A subset of back pain, sciatica affects up to 5 percent of women and refers to pain that can begin in the low back and radiate south to the legs and feet. The pain can vary widely, from a burning sensation to numbness and tingling, brought on by the compression of nerves that begin along the lower spinal column. A herniated disk is one of the most common culprits, but injury, obesity, and even prolonged sitting can also trigger the condition.
Alternative Rx: Physical Therapy (PT)
While severe pain from sciatica will make you want to do anything but exercise, prolonged inactivity can make symptoms worse. Once your acute pain subsides (rest for no more than two days), PT can help prevent further injury to the back by improving posture and flexibility and strengthening muscles for support. One study found that 79 percent of sciatica patients who did physical therapy in addition to receiving routine treatment and medication from a doctor reported complete recovery or significant improvement after a year, while only 56 percent of patients who didn't receive the PT saw similar results.
The most common cause of general musculoskeletal pain in women ages 20 to 55 is also the hardest to treat. Unlike other common types of pain, fibromyalgia has no known cause and is characterized by fatigue and widespread aches that can leave the whole body feeling tender. The problem likely lies with the body's central nervous system. In most cases, when the brain processes pain, it sends the signal back to the site of the problem (bang your knee, and you feel a sharp sting on the spot), but with fibromyalgia, the signal is amplified, affecting the body at many different points. While there is no cure for fibromyalgia, reducing stress, getting enough sleep, and exercising regularly can help manage the symptoms. Some prescription drugs have also been effective at keeping pain under control.

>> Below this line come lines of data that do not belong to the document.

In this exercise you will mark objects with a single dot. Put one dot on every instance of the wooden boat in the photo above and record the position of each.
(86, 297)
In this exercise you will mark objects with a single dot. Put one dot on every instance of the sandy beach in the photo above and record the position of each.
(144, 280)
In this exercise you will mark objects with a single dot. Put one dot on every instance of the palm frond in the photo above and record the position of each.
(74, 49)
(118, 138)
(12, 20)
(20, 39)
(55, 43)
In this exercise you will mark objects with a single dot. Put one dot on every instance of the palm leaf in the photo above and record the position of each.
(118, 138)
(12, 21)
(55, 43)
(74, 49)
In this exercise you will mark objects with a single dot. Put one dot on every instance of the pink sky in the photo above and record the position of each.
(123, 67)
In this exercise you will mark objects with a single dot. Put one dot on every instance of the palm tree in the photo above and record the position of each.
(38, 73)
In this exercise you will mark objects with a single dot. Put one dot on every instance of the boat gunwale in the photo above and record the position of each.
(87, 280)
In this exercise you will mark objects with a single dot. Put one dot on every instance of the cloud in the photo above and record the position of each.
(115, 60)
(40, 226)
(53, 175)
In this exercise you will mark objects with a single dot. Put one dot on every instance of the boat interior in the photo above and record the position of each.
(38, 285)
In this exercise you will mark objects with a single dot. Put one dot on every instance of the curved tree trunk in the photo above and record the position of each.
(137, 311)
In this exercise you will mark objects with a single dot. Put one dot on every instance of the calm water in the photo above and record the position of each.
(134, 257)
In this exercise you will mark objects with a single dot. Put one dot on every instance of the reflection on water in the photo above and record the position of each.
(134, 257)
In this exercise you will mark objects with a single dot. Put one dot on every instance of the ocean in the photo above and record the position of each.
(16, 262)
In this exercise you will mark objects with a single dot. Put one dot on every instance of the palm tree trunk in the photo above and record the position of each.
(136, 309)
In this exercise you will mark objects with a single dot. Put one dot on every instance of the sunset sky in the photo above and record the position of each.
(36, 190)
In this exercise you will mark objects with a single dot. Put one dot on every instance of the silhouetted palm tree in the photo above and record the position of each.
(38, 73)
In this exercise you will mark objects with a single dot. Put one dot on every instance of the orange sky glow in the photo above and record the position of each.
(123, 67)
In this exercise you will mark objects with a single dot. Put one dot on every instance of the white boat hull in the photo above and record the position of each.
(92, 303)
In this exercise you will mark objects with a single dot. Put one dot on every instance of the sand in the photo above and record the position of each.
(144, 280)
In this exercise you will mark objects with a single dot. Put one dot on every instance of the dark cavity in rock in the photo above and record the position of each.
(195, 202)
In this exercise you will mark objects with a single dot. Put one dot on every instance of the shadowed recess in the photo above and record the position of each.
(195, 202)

Alternative Rx: Hypnotherapy
The healing powers of hypnotherapy, in which a licensed hypnotherapist guides your mind to a highly focused mental state while easing your body into deep relaxation, are impressive, with studies showing its ability to significantly decrease pain levels and reduce painkiller use. While it's not completely clear why hypnosis works so well, some brain imaging studies suggest it reduces activity in areas of the brain that process pain. And it may not take long: Patients in one study reported relief that lasted for three months after just eight one-hour sessions.
3 Natural Treatments for Relief:
In my house, this is the go-to pain remedy for bruises and sore muscles, and research has shown it can even help soothe arthritis aches. One study of 204 people with osteoarthritis in their hands found that using arnica gel for 21 days worked just as well at zapping pain as ibuprofen.
Massaging certain essential oils onto aching body parts can trigger a calming response. People with fibromyalgia who applied a mixture of oils (including rosemary, eucalyptus, and aloe vera) to areas of discomfort as needed for one month reported significantly less pain than those using a placebo oil, according to a study in the Journal of Musculoskeletal Pain.
In a study in Arthritis & Rheumatism, osteoarthritis sufferers who consumed the most vitamin C (an average of 500 milligrams per day) reported less knee pain and were three times less likely to experience a progression of their symptoms over seven to ten years than those consuming the least -- possibly due to the vitamin's protective effect on cartilage and bone. Try snacking on C-rich foods like guavas and red peppers.